Now Here’s a Headline You Don’t Often Read: Dog Shoots Man in Car

Sure, police say it's an accident. But how much do we really know about this dog?

Gregory Dale Lanier, 35, was driving his truck along State Road 17 in Highlands County, FL, when his dog shot him in the leg.

Were they going to the vet? It’s not clear. What is clear — from the police report — is that “Lanier heard a ‘boom,’ saw smoke and felt a burning in his leg,” Sebring Police Commander Steve Carr explained, according to the Huffington Post.

Next to Lanier was a 9mm gun. And next to that gun was his dog.

Lanier told police that the dog “kicked” the weapon, causing it to discharge.

Intriguing about this case is that Lanier says he thought the gun was unloaded — and he thought it was a .380-caliber pistol instead of a 9mm. It’s not clear whether he said this with an accusatory tone while staring meaningfully at his dog, who was suddenly interested in something in the sky.

It is also unclear how a 35-year-old man thought the loaded 9mm in his car was actually an unloaded .380 pistol.

Nevertheless, the police ruled the shooting accidental, and no charges were brought against the dog.

It is not the first time that a dog has shot his owner in a car. In 2011, Eli the Bulldog shot Billy E. Brown, 78, in the leg, as the pair were en route to go duck hunting.

“Brown’s friend was riding next to him in the front seat, with the dog and the gun in between them,” Florida Fish and Wildlife Conservation Commission spokesman Gary Morse told ABC News.

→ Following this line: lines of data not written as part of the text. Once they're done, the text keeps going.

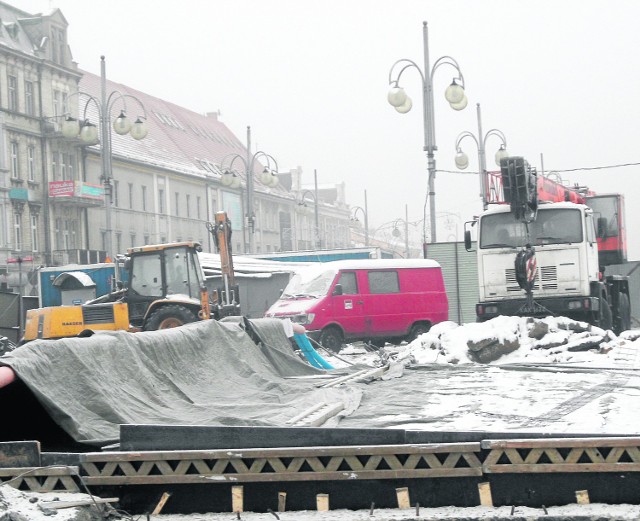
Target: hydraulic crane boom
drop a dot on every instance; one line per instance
(226, 299)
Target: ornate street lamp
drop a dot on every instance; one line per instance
(454, 94)
(88, 134)
(303, 208)
(231, 179)
(365, 214)
(462, 160)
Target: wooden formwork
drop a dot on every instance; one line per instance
(41, 479)
(562, 455)
(282, 464)
(304, 464)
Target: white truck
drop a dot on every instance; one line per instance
(537, 257)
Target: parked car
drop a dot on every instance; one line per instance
(376, 300)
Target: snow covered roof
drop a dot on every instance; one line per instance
(179, 139)
(79, 276)
(247, 266)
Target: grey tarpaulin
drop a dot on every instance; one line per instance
(205, 373)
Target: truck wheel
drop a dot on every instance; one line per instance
(167, 317)
(624, 312)
(331, 338)
(418, 329)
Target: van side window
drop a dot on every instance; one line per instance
(383, 282)
(349, 283)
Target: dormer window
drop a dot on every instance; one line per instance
(58, 45)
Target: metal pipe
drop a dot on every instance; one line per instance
(406, 231)
(317, 220)
(249, 181)
(482, 160)
(366, 220)
(429, 130)
(105, 153)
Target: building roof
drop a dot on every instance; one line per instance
(179, 139)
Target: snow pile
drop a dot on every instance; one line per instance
(16, 505)
(509, 340)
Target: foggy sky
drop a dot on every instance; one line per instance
(558, 78)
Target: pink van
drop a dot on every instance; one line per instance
(377, 300)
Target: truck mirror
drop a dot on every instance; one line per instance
(602, 227)
(467, 240)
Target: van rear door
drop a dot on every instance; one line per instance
(386, 307)
(347, 309)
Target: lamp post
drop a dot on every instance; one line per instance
(454, 94)
(268, 177)
(365, 214)
(88, 133)
(19, 260)
(462, 161)
(302, 206)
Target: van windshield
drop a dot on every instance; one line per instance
(312, 282)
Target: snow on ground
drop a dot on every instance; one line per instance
(505, 375)
(17, 505)
(575, 357)
(556, 341)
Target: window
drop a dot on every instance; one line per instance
(114, 195)
(34, 233)
(144, 198)
(383, 282)
(31, 163)
(58, 232)
(63, 166)
(66, 235)
(349, 283)
(29, 104)
(72, 234)
(55, 170)
(58, 45)
(146, 275)
(71, 166)
(12, 82)
(57, 103)
(18, 230)
(15, 161)
(160, 201)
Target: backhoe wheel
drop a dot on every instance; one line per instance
(606, 317)
(418, 329)
(331, 338)
(624, 313)
(166, 317)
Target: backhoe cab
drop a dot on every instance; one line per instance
(166, 289)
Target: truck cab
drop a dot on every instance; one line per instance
(565, 242)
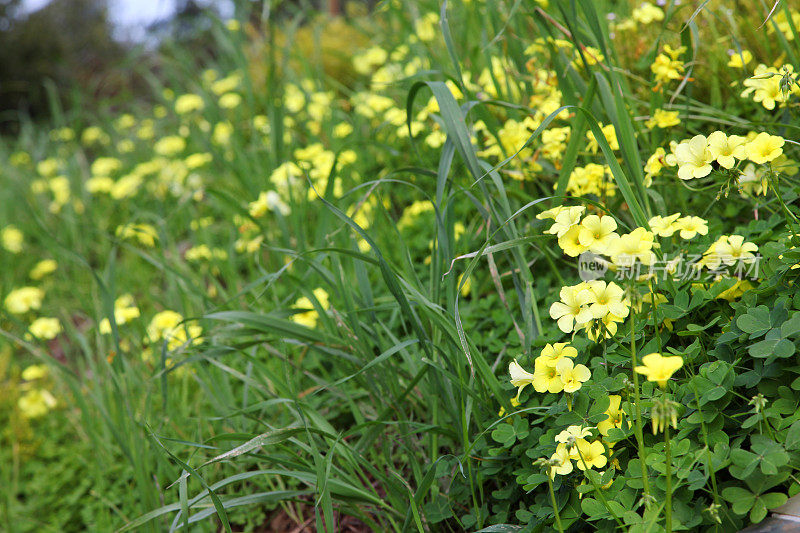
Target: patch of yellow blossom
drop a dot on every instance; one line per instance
(125, 310)
(12, 238)
(144, 233)
(767, 85)
(45, 328)
(663, 119)
(20, 301)
(308, 315)
(169, 326)
(659, 368)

As the road turned rough, Eli “got excited” and knocked against the gun, taking a shot at Billy, hitting him just above the knee.

And earlier that year, a dog fired a shotgun into his master’s buttocks while the two were duck hunting. Twenty-seven pellets had to be removed from the man’s backside after “the dog got excited, was jumping around inside the boat and then it jumped on the gun,” said Kevin Potter, the Box Elder County (UT) sheriff’s chief deputy, according to the Telegraph.

Keep your guns out of reach of dogs, people. They’re smarter than you think.